Nei mesi scorsi c’è stata una lotta auto-organizzata dei rifugiati davanti agli uffici Unhcr di Tripoli. L’avete seguita?

La nostra organizzazione è stata lì dal primo giorno. Abbiamo provato a supportare le circa 2mila persone che hanno dato il via alla mobilitazione. Ci siamo lamentati con l’Unhcr, sia localmente che a Ginevra. Siamo stati molto critici della posizione che ha assunto. L’Unhcr coopera ampiamente con le politiche migratorie italiane ed europee. Hanno rilasciato dei comunicati problematici e chiuso le porte ai rifugiati. Il capo della delegazione dell’Unione europea, invece, ha addirittura chiesto alla polizia libica di proteggere gli uffici, intervenendo.

A breve l’Italia rivoterà il finanziamento della guardia costiera libica. Cosa direbbe ai parlamentari?

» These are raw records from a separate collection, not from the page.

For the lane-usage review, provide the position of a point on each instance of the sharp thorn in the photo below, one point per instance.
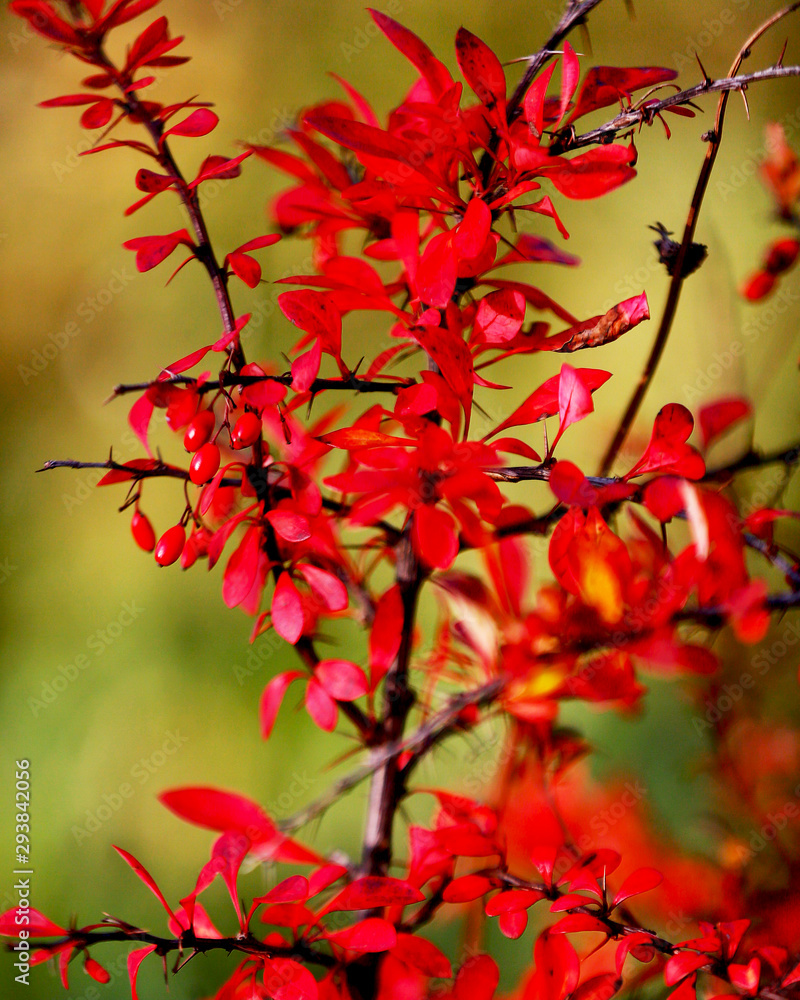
(706, 77)
(746, 105)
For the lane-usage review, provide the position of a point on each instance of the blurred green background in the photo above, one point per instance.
(115, 674)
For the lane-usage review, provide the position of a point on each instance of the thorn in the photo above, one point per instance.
(585, 32)
(746, 105)
(706, 77)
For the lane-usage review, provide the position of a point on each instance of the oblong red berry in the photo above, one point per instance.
(142, 531)
(199, 430)
(170, 545)
(246, 430)
(205, 463)
(196, 546)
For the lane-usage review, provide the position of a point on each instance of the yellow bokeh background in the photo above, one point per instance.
(115, 674)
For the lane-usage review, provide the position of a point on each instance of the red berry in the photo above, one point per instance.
(196, 546)
(199, 430)
(170, 545)
(782, 254)
(246, 431)
(143, 533)
(204, 464)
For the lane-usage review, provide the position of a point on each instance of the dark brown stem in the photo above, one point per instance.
(644, 115)
(714, 142)
(384, 793)
(204, 251)
(417, 745)
(231, 379)
(574, 14)
(246, 943)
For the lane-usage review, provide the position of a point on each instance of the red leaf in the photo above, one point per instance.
(294, 889)
(746, 977)
(229, 336)
(543, 402)
(668, 451)
(290, 526)
(285, 979)
(473, 230)
(145, 876)
(467, 888)
(499, 317)
(604, 85)
(603, 329)
(793, 977)
(321, 706)
(306, 368)
(240, 573)
(477, 979)
(98, 115)
(372, 891)
(682, 965)
(642, 880)
(371, 935)
(134, 960)
(386, 633)
(557, 967)
(434, 537)
(594, 173)
(570, 75)
(717, 417)
(224, 168)
(36, 924)
(423, 955)
(512, 899)
(481, 68)
(571, 487)
(316, 314)
(574, 399)
(453, 358)
(327, 588)
(513, 923)
(43, 18)
(535, 98)
(219, 810)
(342, 679)
(135, 465)
(758, 286)
(245, 267)
(287, 609)
(416, 51)
(436, 272)
(200, 122)
(184, 364)
(272, 698)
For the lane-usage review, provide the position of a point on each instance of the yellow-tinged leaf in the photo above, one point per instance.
(600, 588)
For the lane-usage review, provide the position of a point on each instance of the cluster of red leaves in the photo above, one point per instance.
(780, 173)
(432, 194)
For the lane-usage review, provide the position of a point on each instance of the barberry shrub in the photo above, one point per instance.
(348, 484)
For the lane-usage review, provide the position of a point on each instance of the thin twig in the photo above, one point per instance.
(715, 139)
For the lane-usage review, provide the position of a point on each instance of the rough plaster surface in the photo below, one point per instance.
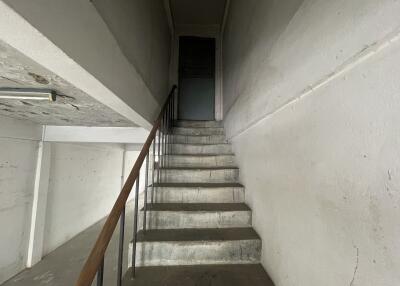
(18, 153)
(290, 47)
(83, 51)
(72, 107)
(321, 174)
(85, 180)
(142, 32)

Dipende da qual è l’indicatore per valutare l’accordo. Se fosse sostenere, difendere o almeno non violare i diritti umani potremmo discutere di come aiutare le autorità libiche pretendendo il rispetto di condizionalità legate ai diritti umani. Se invece l’unico indicatore che interessa ai politici italiani è la sicurezza delle frontiere allora è difficile discutere. Quel che è certo è che sostenere la guardia costiera libica come è stato fatto finora uccide le persone. In mare o a terra.